Shift-Left Principles
- Agile
Use move left (Leverage shift-left)
- DevOps
Use the two moves left and right (Leverage both shift left and right)
Emphasis
- Agile
Agile emphasizes on software development methodology for developing software. At the point when the software is developed and released, the agile team won’t care about the end result for it.
- DevOps
DevOps is tied with taking software which is ready for release and deploying it in a reliable and secure way.
Cross-functional
- Agile
Any team member should have the ability to do what’s required for the progress of the project. Additionally, when each team member can perform each job, it increases understanding and bonding between them.
- DevOps
In DevOps, development teams and operational teams are separate. In this way, communication is very perplexing.
Communication
- Agile
Scrum is most basic strategies for implementing Agile software development. Daily scrum meeting is done.
- DevOps
DevOps communications involve specs and design documents. It’s essential for the operational team to completely understand the software release and its hardware/network implications for sufficiently running the deployment process.
Documentation
- Agile
Agile method is to give priority to the working system over total documentation. It is perfect when you’re adaptable and responsive. Also, it can hurt when you’re trying to turn things over to another group for development.
- DevOps
In the DevOps, process documentation is chief since it will send the product to the operational team for arrangement.
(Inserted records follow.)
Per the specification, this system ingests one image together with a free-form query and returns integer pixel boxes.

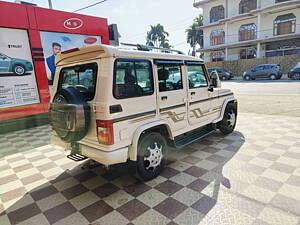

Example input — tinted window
[59,63,98,100]
[254,66,264,72]
[113,59,153,99]
[157,64,182,92]
[187,65,208,88]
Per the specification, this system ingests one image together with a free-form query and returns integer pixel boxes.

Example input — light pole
[48,0,53,9]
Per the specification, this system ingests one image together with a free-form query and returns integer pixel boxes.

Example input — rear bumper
[51,135,128,166]
[79,145,128,166]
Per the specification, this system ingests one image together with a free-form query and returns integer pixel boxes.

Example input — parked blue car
[0,53,33,76]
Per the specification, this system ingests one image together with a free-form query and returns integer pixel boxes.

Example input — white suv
[50,45,237,180]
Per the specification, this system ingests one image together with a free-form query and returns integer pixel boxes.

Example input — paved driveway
[0,114,300,225]
[222,80,300,117]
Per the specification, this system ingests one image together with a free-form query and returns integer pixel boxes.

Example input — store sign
[64,18,83,30]
[41,31,101,84]
[0,28,40,109]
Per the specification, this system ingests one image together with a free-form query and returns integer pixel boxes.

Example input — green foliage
[146,24,172,48]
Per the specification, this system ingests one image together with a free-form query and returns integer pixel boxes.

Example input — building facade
[194,0,300,62]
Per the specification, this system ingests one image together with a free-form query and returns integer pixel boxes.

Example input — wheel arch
[128,120,174,161]
[213,96,237,123]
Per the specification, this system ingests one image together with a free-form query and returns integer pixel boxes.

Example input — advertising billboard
[0,28,40,109]
[40,31,101,84]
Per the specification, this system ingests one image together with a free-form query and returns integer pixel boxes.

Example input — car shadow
[0,131,245,225]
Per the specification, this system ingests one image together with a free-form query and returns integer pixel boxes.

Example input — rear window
[113,59,154,99]
[59,63,98,101]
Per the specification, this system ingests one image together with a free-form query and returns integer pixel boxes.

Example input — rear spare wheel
[50,87,90,143]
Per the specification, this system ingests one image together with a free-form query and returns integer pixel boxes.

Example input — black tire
[218,103,237,134]
[13,64,26,76]
[244,75,251,81]
[50,87,90,143]
[135,132,167,181]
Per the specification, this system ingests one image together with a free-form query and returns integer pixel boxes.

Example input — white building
[194,0,300,62]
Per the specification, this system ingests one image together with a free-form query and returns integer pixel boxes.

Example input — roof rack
[121,43,184,55]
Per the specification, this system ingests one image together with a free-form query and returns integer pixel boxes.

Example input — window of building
[210,29,225,45]
[210,5,225,23]
[187,65,208,88]
[157,63,183,92]
[211,51,225,62]
[266,48,300,57]
[274,13,296,36]
[240,48,256,59]
[239,0,257,14]
[113,59,154,99]
[239,23,257,41]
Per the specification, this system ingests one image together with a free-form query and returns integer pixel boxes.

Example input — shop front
[0,2,109,132]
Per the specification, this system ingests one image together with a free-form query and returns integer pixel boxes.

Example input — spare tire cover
[50,87,90,143]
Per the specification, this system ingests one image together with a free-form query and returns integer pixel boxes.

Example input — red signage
[0,1,109,121]
[64,18,83,30]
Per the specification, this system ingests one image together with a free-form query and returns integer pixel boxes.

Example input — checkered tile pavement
[0,114,300,225]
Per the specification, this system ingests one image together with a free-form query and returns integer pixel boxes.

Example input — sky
[2,0,201,53]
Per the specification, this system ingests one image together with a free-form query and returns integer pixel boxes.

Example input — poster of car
[0,28,40,109]
[41,31,101,84]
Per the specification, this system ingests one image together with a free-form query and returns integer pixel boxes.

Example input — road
[222,80,300,96]
[222,80,300,117]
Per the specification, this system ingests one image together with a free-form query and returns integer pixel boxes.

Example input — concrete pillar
[224,22,229,44]
[257,0,261,9]
[256,13,262,39]
[256,43,262,58]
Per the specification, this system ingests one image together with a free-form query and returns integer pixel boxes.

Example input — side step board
[173,127,216,148]
[67,154,88,162]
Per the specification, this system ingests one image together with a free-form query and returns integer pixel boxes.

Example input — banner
[0,28,40,109]
[41,31,101,84]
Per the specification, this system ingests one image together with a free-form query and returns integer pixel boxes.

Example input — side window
[157,64,183,92]
[113,59,154,99]
[187,65,208,88]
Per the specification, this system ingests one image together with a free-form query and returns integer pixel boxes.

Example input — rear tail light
[61,48,79,54]
[96,120,114,145]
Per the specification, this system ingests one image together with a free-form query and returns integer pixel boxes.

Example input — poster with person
[0,27,40,109]
[41,31,101,85]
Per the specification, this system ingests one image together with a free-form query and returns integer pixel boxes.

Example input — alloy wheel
[144,142,163,171]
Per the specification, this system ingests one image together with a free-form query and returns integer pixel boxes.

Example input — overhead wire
[73,0,108,12]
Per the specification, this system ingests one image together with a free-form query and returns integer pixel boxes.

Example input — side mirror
[210,71,221,88]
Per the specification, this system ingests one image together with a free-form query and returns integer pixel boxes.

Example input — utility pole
[48,0,53,9]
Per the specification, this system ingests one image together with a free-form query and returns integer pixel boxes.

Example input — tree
[146,24,172,48]
[185,14,204,54]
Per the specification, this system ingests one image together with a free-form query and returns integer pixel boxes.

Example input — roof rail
[121,43,184,55]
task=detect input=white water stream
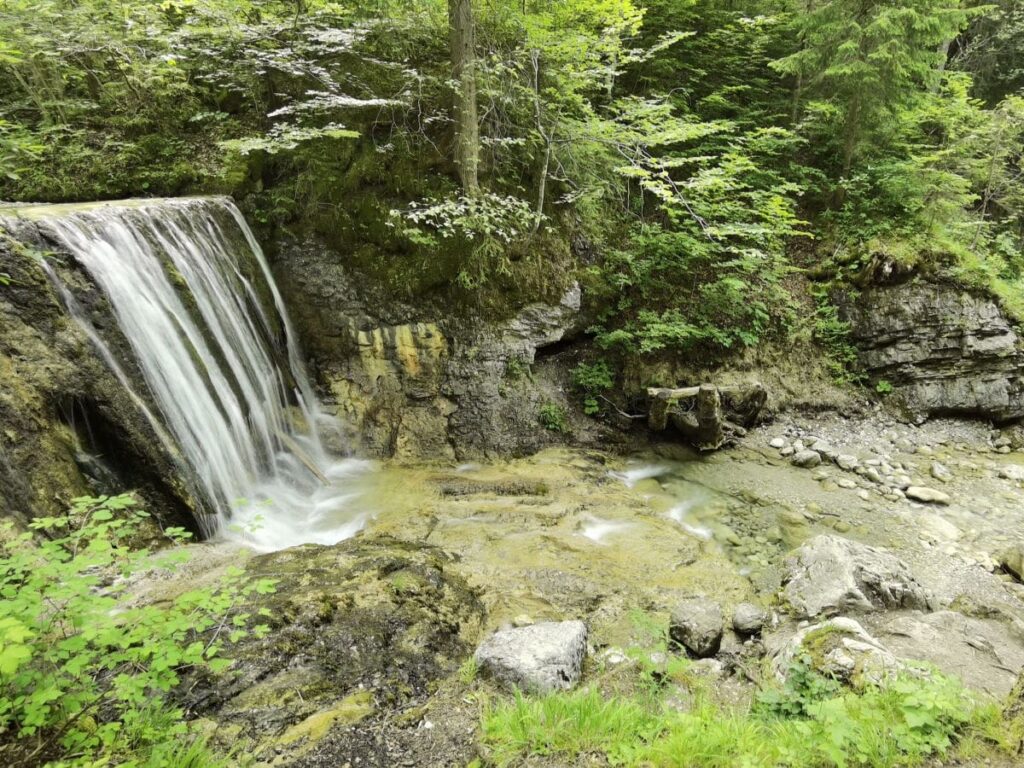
[32,199,376,550]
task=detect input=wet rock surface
[0,211,198,530]
[183,539,483,767]
[474,622,587,693]
[844,282,1024,421]
[781,536,931,618]
[669,598,723,658]
[768,616,903,686]
[276,242,624,461]
[119,417,1024,766]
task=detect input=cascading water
[24,199,367,550]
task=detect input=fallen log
[647,383,768,451]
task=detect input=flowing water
[25,199,368,550]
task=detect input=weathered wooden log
[647,383,768,451]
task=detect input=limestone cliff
[845,281,1024,422]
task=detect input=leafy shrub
[537,402,569,432]
[0,496,273,768]
[572,360,615,416]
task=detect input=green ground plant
[481,612,1016,768]
[571,360,615,416]
[482,666,998,768]
[0,495,273,768]
[537,402,569,432]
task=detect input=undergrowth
[482,618,1010,768]
[0,495,273,768]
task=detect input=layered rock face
[845,282,1024,422]
[275,242,596,460]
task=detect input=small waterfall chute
[20,198,368,550]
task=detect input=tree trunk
[449,0,480,196]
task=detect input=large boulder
[782,536,932,618]
[769,616,903,686]
[178,537,484,768]
[475,622,587,693]
[669,597,723,658]
[863,610,1024,696]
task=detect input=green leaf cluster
[0,495,273,768]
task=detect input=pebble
[906,485,951,505]
[793,451,821,469]
[836,454,860,472]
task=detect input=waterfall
[28,199,367,550]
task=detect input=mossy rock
[185,538,483,765]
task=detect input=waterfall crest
[29,199,367,550]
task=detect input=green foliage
[571,360,615,416]
[0,496,273,768]
[483,662,994,768]
[537,402,569,432]
[0,0,1024,362]
[754,656,842,718]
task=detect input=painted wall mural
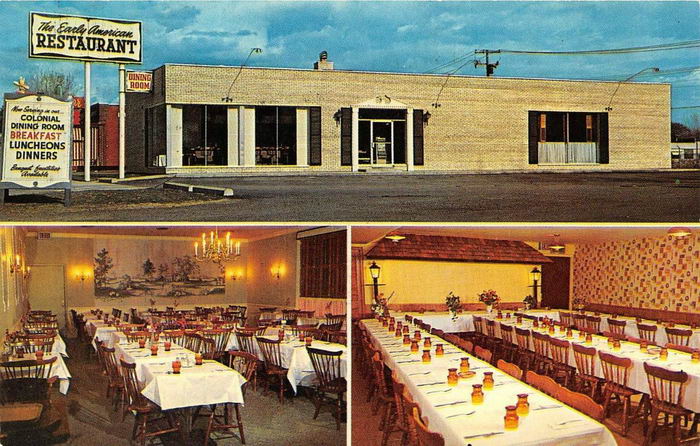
[573,234,700,312]
[94,239,226,299]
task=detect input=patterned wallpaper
[573,233,700,312]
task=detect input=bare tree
[29,70,75,100]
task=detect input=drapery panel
[300,230,347,299]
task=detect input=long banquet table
[568,311,700,348]
[484,317,700,412]
[361,319,616,446]
[402,310,559,333]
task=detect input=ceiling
[24,225,310,241]
[352,224,700,245]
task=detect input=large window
[530,112,608,164]
[255,107,297,165]
[145,105,166,167]
[182,105,228,166]
[299,230,347,299]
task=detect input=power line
[432,52,474,108]
[501,40,700,56]
[424,51,474,74]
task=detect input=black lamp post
[530,267,542,308]
[369,261,382,301]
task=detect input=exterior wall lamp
[10,254,22,274]
[369,261,382,301]
[530,266,542,308]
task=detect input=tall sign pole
[83,62,92,181]
[29,12,143,181]
[119,63,126,179]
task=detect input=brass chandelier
[194,229,241,263]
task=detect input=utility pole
[474,50,501,77]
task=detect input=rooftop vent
[314,51,333,70]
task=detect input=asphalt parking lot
[0,171,700,223]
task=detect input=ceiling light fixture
[194,229,241,263]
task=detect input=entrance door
[27,265,66,328]
[358,119,394,165]
[372,121,394,164]
[540,257,571,310]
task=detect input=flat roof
[158,63,671,86]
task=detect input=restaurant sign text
[29,12,142,63]
[126,71,153,93]
[0,94,72,188]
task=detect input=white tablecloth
[496,319,700,412]
[0,352,71,395]
[362,320,616,446]
[586,312,700,348]
[400,310,559,333]
[115,343,246,410]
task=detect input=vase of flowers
[523,294,537,310]
[445,291,462,321]
[479,290,501,314]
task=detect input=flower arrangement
[479,290,501,307]
[370,292,394,316]
[523,294,537,310]
[445,291,462,321]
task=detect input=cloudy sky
[0,1,700,122]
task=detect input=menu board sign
[0,94,73,189]
[29,12,142,63]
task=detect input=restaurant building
[126,54,671,176]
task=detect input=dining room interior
[0,225,349,446]
[351,224,700,446]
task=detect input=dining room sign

Automation limits the effect of insufficient documentation. However, in the development of complex software, it’s hard to transfer all the information required.
Automation
- Agile
Agile doesn’t stress on Automation. In spite of the fact that it makes a difference.
- DevOps
Automation is the essential objective of DevOps. It works on the guideline to maximize effectiveness while deploying software.
Goal
- Agile
It tends to the gap between customer need and development and testing teams.
- DevOps
It tends to the gap between development + testing and Ops.
Focus
- Agile
It focuses around practical and non-function preparation.
- DevOps
It concentrates more on operational and business status.
Importance
- Agile
Developing software is inherent to Agile.
- DevOps
Developing, testing and implementation all are similarly imperative.
Speed vs. Risk
- Agile
Teams using Agile help fast change, and a robust application structure.
- DevOps
In the DevOps technique, the teams must ensure that the progressions which are made to the engineering never build up a risk to the whole project.
Quality
- Agile
Agile produces better applications suites with the ideal requirements. It can without much of a stretch adapt as per the progressions set aside a few minutes, during the project life.
- DevOps
DevOps, alongside automation and early bug removal, adds to making better quality. Developers need to follow Coding and Architectural best procedures to keep up quality standards.
Tools used
- Agile
JIRA, Bugzilla, Kanboard are some prevalent Agile instruments.
- DevOps
Puppet, Chef, TeamCity OpenStack, AWS are prevalent DevOps tools.
Challenges
- Agile
The Agile technique needs teams to be progressively productive which is hard to match without fail every time.
- DevOps
DevOps process needs to development, testing and production environment to streamline work.
Advantage
- Agile
Agile offers shorter development cycle and improved defect discovery.
- DevOps
DevOps supports Agile’s release cycle.
Conclusion
At last, neither Agile nor DevOps are business objectives all by themselves. Both are cultural movements that can inspire your organization with better methods for accomplishing your objectives. Agile and DevOps work better in mix than adversaries. The trick to maintaining a strategic distance from showdown between these two thoughts is to understand the more profound qualities and standards whereupon they are framed. Quick, but narrow, definitions lead to siloed thinking. Since you know there’s something else entirely to Agile than Scrum, and there’s a whole other world to DevOps than CD, you’re ready to attempt the powerful Agile + DevOps combination.